Programmee:Institutional Projects
Code:011303
Execution period:2024 – 2027
Institutions:Vladimir Andrunachievici Institute of Mathematics and Computer Science, Moldova State University
Project Leader:Damian Florin
Participants: Algebra and Topology, Differential Equations

Summary

The subprogram is focused on the research of some current problems in mathematics. Among its objectives we will mention the application of modern and global methods (analytical, algebraic, geometric, and topological) in the in-depth study of equations and systems of differential equations, studying the behavior of solutions of nonlinear singularly perturbed systems governed by differential, integro-differential operators, studying asymptotic properties in dynamic systems; studying the solvability of singular integral equations in functional spaces, etc.. Another objective related to the field of algebra is the development of the theory of quasigroups and non-associative systems with different identities, including properties necessary for planning experiments, applying codes and encrypting information, applying lattice methods in the study categorie of module, rings and group topologies, in the study of the interconnections between the algebraic-topological properties of groups and rings with their automorphism groups and their continuous endomorphism rings, equipped with different topologies, the study of the geometry of hyperbolic manifolds.
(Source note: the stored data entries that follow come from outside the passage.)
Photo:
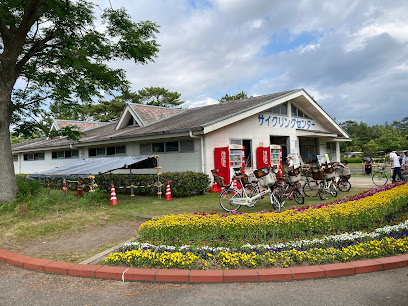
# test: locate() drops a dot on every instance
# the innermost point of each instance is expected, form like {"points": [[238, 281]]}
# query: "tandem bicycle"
{"points": [[231, 199]]}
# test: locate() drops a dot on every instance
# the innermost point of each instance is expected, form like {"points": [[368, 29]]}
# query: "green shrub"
{"points": [[183, 184], [354, 160], [27, 189]]}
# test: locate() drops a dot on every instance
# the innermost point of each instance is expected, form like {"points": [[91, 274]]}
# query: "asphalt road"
{"points": [[23, 287]]}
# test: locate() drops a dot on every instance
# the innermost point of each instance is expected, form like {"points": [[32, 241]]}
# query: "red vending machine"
{"points": [[276, 157], [263, 157], [227, 158]]}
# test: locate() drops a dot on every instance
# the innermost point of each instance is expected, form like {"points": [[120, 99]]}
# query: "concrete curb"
{"points": [[204, 276]]}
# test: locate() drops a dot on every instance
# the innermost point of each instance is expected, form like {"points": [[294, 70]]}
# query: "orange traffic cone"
{"points": [[64, 188], [114, 200], [79, 188], [235, 184], [215, 188], [168, 192]]}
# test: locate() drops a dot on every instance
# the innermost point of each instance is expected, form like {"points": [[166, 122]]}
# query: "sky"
{"points": [[350, 56]]}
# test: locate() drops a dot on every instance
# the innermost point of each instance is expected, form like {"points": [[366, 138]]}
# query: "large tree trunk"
{"points": [[8, 186]]}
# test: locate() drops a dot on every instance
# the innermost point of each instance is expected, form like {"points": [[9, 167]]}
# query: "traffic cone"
{"points": [[114, 200], [215, 188], [64, 188], [235, 184], [79, 188], [168, 192]]}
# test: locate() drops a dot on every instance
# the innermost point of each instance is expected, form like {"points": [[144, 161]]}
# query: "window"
{"points": [[34, 156], [169, 146], [172, 146], [298, 113], [158, 147], [281, 109], [100, 151], [187, 145], [65, 154], [107, 151], [145, 148], [132, 122]]}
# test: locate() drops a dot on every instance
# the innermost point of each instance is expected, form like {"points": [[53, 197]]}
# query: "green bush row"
{"points": [[357, 160], [183, 184]]}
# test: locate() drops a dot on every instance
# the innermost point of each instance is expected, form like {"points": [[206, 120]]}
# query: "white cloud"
{"points": [[209, 48]]}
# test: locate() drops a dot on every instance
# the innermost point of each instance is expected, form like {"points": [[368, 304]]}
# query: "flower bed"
{"points": [[306, 236], [255, 228]]}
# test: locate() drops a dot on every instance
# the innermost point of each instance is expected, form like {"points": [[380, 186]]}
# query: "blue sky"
{"points": [[351, 56]]}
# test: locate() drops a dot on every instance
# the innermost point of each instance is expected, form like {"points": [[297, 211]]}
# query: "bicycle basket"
{"points": [[243, 178], [318, 174], [294, 178], [267, 180], [294, 172], [261, 172], [219, 180]]}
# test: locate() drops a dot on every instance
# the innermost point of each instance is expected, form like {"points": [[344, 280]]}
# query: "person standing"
{"points": [[404, 164], [396, 164]]}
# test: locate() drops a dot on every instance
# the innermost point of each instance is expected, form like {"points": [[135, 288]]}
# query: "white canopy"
{"points": [[84, 168]]}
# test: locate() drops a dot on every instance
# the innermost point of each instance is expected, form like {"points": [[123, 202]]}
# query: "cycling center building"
{"points": [[185, 139]]}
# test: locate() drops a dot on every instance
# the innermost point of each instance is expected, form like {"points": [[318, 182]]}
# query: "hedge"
{"points": [[183, 184]]}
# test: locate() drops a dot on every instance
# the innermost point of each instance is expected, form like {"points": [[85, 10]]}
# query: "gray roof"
{"points": [[85, 167], [194, 119]]}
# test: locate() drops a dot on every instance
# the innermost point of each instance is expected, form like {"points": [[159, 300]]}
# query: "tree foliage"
{"points": [[371, 139], [238, 96], [51, 51], [54, 48]]}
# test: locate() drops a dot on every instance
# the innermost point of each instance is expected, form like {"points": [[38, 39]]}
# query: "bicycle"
{"points": [[342, 181], [310, 187], [380, 177], [289, 187], [231, 199], [326, 185]]}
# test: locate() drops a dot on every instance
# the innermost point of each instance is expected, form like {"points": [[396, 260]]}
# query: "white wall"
{"points": [[170, 162], [33, 166]]}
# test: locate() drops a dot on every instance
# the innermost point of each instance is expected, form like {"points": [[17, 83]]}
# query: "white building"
{"points": [[185, 139]]}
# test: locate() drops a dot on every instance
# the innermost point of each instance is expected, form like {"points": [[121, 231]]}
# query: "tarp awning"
{"points": [[99, 165]]}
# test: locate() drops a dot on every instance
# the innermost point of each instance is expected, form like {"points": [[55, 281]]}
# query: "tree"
{"points": [[54, 49], [238, 96], [158, 96]]}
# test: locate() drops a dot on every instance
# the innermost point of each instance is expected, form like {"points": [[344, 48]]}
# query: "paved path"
{"points": [[362, 182], [24, 287]]}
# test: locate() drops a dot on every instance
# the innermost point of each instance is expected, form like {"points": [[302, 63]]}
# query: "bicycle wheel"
{"points": [[344, 186], [277, 198], [380, 178], [226, 197], [332, 190], [298, 196], [253, 192], [322, 190], [310, 188]]}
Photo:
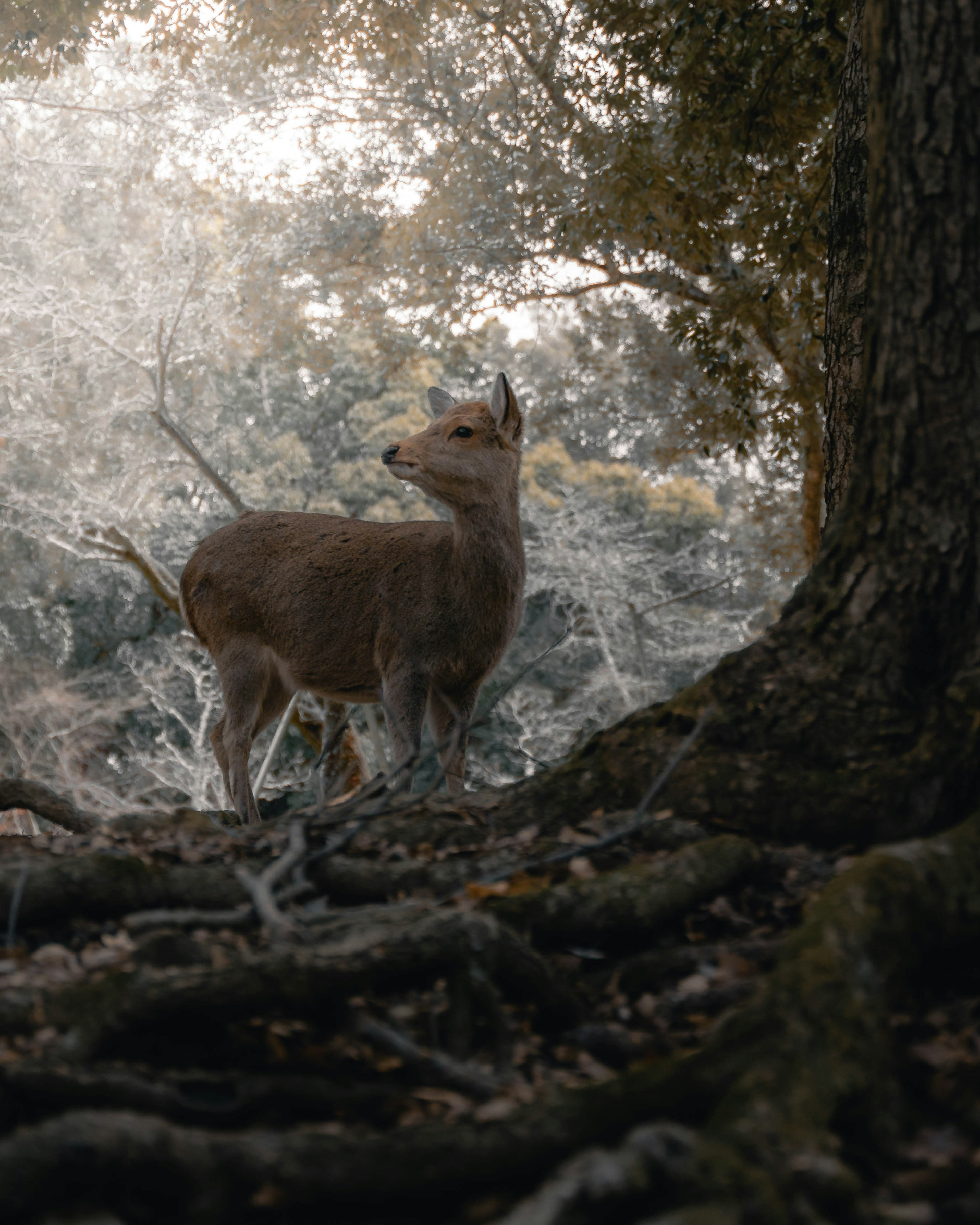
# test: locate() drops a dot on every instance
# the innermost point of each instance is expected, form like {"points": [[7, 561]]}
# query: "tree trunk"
{"points": [[854, 720], [847, 270]]}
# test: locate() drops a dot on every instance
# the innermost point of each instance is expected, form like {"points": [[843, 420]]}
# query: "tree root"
{"points": [[36, 1091], [20, 793], [101, 886], [818, 1038], [635, 901], [129, 1007]]}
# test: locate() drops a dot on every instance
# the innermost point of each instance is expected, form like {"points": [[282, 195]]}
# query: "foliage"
{"points": [[123, 216]]}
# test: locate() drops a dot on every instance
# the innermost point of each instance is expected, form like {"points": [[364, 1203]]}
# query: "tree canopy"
{"points": [[544, 151]]}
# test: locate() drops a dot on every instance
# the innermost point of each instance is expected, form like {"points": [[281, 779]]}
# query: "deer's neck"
{"points": [[488, 553]]}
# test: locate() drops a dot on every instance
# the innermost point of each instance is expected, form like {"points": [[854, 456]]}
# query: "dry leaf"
{"points": [[478, 892]]}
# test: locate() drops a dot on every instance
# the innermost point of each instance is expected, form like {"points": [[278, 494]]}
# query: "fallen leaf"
{"points": [[494, 1110], [478, 892]]}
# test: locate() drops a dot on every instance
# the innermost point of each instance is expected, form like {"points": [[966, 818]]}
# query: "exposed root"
{"points": [[129, 1007], [635, 901], [21, 793]]}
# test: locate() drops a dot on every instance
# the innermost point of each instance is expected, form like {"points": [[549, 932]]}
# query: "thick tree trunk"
{"points": [[847, 270], [855, 718]]}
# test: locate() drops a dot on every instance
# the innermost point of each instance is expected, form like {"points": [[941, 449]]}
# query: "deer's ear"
{"points": [[504, 409], [439, 401]]}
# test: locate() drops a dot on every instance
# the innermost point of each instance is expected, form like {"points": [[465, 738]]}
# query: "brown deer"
{"points": [[406, 614]]}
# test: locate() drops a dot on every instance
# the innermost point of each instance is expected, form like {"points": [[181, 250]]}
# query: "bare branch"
{"points": [[184, 443]]}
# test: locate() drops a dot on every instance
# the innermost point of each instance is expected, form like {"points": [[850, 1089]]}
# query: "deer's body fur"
{"points": [[408, 614]]}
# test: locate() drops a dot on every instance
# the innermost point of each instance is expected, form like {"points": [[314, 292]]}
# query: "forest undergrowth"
{"points": [[416, 1010]]}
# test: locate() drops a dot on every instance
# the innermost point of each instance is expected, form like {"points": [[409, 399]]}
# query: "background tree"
{"points": [[852, 720]]}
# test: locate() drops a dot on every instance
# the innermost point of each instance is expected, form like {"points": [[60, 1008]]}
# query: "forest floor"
{"points": [[395, 988]]}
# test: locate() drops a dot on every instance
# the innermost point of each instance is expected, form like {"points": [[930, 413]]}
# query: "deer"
{"points": [[414, 615]]}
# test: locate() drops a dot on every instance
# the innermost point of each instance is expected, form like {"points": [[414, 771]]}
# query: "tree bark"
{"points": [[847, 271]]}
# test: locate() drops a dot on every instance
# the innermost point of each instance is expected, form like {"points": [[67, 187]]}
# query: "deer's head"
{"points": [[471, 452]]}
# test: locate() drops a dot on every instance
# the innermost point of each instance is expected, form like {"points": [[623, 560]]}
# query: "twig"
{"points": [[145, 920], [689, 596], [432, 1064], [242, 917], [520, 677], [260, 778], [15, 906], [260, 887], [160, 417]]}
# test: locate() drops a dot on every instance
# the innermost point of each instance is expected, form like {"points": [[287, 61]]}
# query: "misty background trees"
{"points": [[148, 205]]}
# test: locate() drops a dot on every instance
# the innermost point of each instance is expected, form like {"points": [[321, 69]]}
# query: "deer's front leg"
{"points": [[403, 695], [449, 718]]}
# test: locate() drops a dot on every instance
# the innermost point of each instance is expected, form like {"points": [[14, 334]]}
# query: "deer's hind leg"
{"points": [[403, 695], [449, 718], [254, 696]]}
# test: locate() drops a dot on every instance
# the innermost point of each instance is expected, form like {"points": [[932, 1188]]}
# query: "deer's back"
{"points": [[305, 585]]}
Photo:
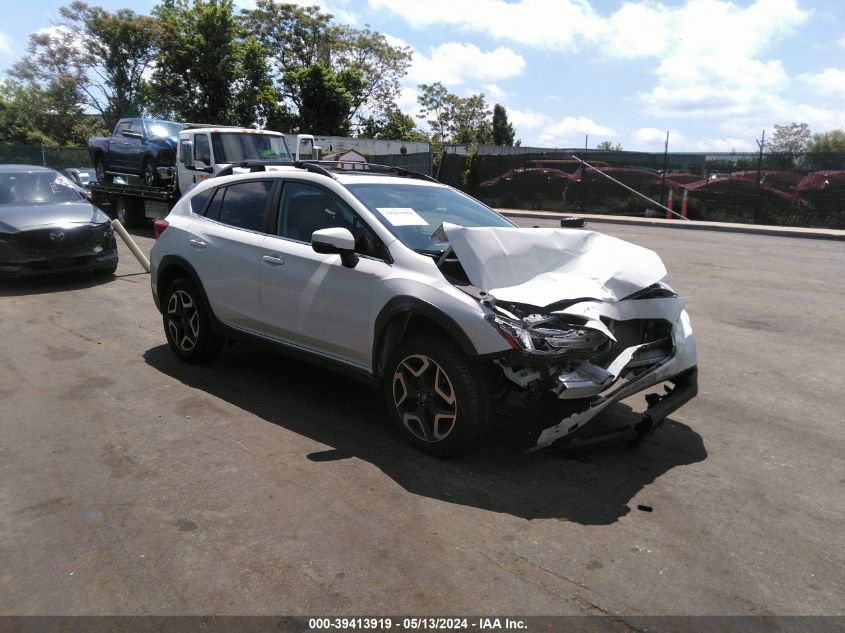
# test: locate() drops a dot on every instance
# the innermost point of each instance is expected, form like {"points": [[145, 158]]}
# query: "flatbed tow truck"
{"points": [[202, 153]]}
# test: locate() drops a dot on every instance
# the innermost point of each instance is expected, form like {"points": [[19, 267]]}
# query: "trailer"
{"points": [[133, 204]]}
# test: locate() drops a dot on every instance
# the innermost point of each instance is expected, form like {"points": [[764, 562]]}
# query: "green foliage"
{"points": [[789, 139], [454, 119], [325, 97], [829, 142], [394, 125], [503, 131], [208, 70], [609, 147], [114, 50], [357, 64], [471, 168]]}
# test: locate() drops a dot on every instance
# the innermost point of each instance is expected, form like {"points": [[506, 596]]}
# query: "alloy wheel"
{"points": [[424, 398], [183, 320]]}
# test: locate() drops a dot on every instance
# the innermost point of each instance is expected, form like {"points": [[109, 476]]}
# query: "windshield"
{"points": [[44, 187], [164, 129], [232, 147], [413, 212]]}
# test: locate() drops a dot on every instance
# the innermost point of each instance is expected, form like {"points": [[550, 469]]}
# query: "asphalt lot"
{"points": [[131, 483]]}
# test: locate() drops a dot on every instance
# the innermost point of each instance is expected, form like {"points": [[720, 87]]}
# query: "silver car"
{"points": [[47, 225], [403, 282]]}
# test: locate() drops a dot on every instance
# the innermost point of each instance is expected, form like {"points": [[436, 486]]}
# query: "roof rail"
{"points": [[253, 166], [196, 125], [380, 169], [314, 167]]}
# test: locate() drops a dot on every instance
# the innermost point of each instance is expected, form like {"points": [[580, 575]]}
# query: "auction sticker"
{"points": [[402, 216]]}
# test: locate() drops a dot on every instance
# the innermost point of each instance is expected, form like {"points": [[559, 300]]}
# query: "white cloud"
{"points": [[335, 9], [5, 44], [455, 63], [830, 82], [559, 24], [650, 138], [570, 131], [494, 93]]}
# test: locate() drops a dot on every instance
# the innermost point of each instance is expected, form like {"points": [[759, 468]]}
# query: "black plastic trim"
{"points": [[410, 306]]}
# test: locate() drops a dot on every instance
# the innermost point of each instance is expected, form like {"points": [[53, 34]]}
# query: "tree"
{"points": [[789, 139], [435, 110], [503, 131], [324, 97], [50, 88], [297, 38], [203, 56], [114, 50], [470, 120], [609, 147], [454, 119], [828, 142], [392, 124]]}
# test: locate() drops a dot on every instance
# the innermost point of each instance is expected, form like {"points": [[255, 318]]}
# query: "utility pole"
{"points": [[665, 163], [761, 143]]}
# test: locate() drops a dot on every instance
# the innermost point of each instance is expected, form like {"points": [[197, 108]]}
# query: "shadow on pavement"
{"points": [[57, 282], [594, 489]]}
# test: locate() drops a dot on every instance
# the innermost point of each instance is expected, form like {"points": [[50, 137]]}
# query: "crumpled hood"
{"points": [[543, 266], [14, 218]]}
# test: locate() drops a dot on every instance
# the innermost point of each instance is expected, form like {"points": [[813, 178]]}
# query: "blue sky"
{"points": [[714, 73]]}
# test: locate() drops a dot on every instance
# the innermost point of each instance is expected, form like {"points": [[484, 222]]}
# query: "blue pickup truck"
{"points": [[137, 147]]}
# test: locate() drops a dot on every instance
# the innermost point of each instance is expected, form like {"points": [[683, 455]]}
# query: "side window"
{"points": [[245, 204], [305, 208], [212, 211], [202, 152], [185, 152], [198, 201]]}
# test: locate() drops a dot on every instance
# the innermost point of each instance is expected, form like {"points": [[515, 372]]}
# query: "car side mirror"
{"points": [[336, 240]]}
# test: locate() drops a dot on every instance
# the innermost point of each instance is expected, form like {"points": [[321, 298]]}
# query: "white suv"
{"points": [[401, 281]]}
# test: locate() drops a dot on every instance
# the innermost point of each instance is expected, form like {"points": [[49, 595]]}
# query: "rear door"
{"points": [[226, 239], [309, 298], [120, 146]]}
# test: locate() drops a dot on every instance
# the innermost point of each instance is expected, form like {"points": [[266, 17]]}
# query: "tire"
{"points": [[149, 173], [187, 325], [100, 168], [127, 213], [436, 395]]}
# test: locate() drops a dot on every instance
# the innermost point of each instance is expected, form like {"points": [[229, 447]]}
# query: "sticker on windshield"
{"points": [[402, 216]]}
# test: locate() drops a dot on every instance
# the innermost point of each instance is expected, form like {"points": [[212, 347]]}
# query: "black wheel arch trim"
{"points": [[170, 261], [405, 307]]}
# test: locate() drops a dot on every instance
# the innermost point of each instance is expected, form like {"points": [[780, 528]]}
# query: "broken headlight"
{"points": [[547, 335]]}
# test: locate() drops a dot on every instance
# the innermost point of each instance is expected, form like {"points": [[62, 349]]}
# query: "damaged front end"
{"points": [[589, 354], [594, 345]]}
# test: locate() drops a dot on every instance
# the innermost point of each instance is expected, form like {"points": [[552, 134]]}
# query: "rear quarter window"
{"points": [[198, 201], [245, 204]]}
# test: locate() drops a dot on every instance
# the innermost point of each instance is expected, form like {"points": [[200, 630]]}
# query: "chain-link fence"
{"points": [[780, 189], [46, 156]]}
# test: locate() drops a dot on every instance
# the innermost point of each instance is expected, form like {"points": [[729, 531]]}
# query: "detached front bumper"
{"points": [[680, 369]]}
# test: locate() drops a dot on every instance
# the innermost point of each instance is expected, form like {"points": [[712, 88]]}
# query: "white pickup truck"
{"points": [[203, 152]]}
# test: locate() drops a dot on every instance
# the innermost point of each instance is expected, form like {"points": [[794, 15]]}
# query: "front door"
{"points": [[311, 299], [227, 238]]}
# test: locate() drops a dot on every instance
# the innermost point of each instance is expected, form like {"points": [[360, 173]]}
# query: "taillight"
{"points": [[159, 226]]}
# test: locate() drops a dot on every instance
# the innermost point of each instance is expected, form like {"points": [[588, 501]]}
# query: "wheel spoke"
{"points": [[424, 398]]}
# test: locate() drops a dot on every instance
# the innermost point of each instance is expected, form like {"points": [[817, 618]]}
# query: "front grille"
{"points": [[55, 240]]}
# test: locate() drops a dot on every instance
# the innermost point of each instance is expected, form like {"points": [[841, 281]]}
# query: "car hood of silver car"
{"points": [[544, 266], [15, 218]]}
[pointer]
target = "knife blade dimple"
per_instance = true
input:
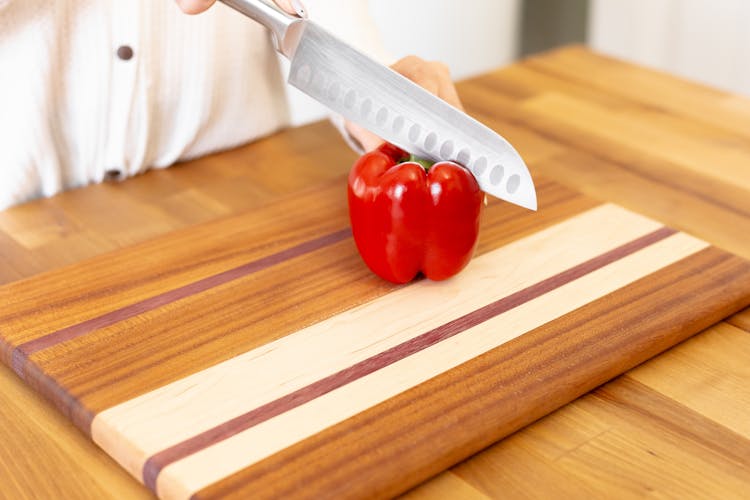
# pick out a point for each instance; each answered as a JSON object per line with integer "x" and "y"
{"x": 389, "y": 105}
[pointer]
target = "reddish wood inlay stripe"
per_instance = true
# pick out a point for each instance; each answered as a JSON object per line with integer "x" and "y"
{"x": 156, "y": 463}
{"x": 23, "y": 351}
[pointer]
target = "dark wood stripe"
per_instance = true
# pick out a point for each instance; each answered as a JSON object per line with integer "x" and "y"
{"x": 23, "y": 351}
{"x": 156, "y": 463}
{"x": 101, "y": 370}
{"x": 421, "y": 432}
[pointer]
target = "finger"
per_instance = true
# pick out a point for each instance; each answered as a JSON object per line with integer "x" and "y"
{"x": 447, "y": 92}
{"x": 194, "y": 6}
{"x": 292, "y": 7}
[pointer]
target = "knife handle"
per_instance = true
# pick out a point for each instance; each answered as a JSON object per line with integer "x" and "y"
{"x": 286, "y": 29}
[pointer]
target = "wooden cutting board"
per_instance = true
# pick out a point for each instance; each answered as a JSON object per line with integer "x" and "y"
{"x": 257, "y": 355}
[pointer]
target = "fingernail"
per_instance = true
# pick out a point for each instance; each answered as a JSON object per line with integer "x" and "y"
{"x": 299, "y": 9}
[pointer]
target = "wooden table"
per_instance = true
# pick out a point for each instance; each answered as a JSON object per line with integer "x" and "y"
{"x": 672, "y": 150}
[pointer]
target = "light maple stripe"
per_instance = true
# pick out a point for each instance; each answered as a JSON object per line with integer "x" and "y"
{"x": 137, "y": 429}
{"x": 185, "y": 477}
{"x": 156, "y": 463}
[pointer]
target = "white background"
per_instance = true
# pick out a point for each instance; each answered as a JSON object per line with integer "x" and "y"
{"x": 703, "y": 40}
{"x": 470, "y": 36}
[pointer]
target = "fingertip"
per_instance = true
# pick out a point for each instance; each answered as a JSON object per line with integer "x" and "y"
{"x": 194, "y": 6}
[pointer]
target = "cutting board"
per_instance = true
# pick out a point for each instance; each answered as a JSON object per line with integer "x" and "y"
{"x": 256, "y": 355}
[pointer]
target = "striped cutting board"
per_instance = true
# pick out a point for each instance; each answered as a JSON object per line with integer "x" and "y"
{"x": 257, "y": 356}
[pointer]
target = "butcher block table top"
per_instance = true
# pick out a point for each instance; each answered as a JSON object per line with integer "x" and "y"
{"x": 115, "y": 296}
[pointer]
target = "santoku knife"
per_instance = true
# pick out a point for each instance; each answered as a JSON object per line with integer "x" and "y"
{"x": 390, "y": 105}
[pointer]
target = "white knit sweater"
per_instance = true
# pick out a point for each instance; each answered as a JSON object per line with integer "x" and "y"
{"x": 73, "y": 111}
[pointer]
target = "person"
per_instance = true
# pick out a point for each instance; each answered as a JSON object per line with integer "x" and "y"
{"x": 106, "y": 89}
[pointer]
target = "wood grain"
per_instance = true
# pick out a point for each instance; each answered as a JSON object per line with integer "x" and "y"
{"x": 433, "y": 443}
{"x": 603, "y": 443}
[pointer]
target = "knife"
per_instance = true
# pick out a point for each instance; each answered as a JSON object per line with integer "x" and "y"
{"x": 390, "y": 105}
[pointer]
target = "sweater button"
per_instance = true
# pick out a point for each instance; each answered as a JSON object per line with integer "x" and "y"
{"x": 125, "y": 52}
{"x": 113, "y": 174}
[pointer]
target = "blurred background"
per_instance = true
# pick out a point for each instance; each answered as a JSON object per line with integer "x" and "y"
{"x": 703, "y": 40}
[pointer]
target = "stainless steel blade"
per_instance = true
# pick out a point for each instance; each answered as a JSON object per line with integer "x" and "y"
{"x": 401, "y": 112}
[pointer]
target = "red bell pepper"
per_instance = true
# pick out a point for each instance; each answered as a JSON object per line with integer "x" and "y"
{"x": 410, "y": 216}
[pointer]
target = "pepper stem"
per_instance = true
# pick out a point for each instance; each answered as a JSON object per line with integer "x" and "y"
{"x": 426, "y": 164}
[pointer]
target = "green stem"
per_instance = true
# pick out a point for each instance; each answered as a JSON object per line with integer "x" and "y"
{"x": 426, "y": 164}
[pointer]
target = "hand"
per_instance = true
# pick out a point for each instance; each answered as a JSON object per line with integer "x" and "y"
{"x": 433, "y": 76}
{"x": 198, "y": 6}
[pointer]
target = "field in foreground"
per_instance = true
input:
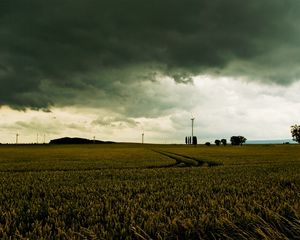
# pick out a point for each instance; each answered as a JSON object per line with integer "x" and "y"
{"x": 127, "y": 191}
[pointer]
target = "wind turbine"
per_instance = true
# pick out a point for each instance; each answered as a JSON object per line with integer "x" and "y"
{"x": 192, "y": 119}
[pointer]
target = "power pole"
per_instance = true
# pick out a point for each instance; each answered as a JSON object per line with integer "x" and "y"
{"x": 192, "y": 130}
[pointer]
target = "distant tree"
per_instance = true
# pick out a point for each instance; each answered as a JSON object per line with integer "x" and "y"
{"x": 237, "y": 140}
{"x": 224, "y": 141}
{"x": 295, "y": 130}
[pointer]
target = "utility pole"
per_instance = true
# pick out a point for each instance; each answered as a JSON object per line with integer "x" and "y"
{"x": 192, "y": 130}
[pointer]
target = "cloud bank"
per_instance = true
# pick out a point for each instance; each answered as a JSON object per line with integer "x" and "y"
{"x": 104, "y": 54}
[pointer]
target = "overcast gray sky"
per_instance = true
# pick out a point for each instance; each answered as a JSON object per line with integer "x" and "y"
{"x": 113, "y": 69}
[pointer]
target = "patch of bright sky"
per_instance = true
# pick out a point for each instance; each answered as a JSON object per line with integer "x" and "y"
{"x": 222, "y": 107}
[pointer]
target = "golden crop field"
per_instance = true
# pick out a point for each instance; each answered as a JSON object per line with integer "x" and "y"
{"x": 133, "y": 191}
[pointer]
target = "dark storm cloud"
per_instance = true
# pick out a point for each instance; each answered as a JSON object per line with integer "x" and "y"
{"x": 58, "y": 52}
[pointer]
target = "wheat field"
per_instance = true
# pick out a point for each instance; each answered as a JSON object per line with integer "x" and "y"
{"x": 134, "y": 191}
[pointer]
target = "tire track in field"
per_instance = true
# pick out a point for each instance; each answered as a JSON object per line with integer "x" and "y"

The subprogram represents a continuation of the research carried out by the authors within national and international projects. Its realization will allow the theoretical development of some important fields of mathematics, the unification of research on adjacent fields, as well as the finding of new ways of applying them. The subject matter included in the project is important both from the point of view of the further development of the theory of differential equations and dynamic systems, as well as their applications. Both modern research methods and methods developed in mathematics schools in Moldova will be used. We will mention the methods: qualitative theory of systems of differential equations; algebras and Lie groups, methods of the theory of algebraic invariants of polynomial systems of ordinary differential equations; theory of stability according to Lyapunov, abstract algebra, isotopic transformations of quasigroups, discrete geometry on hyperbolic manifolds, theory of holomorphic functions of several complex variables. The subprogram foresees obtaining new results, both theoretical and applied.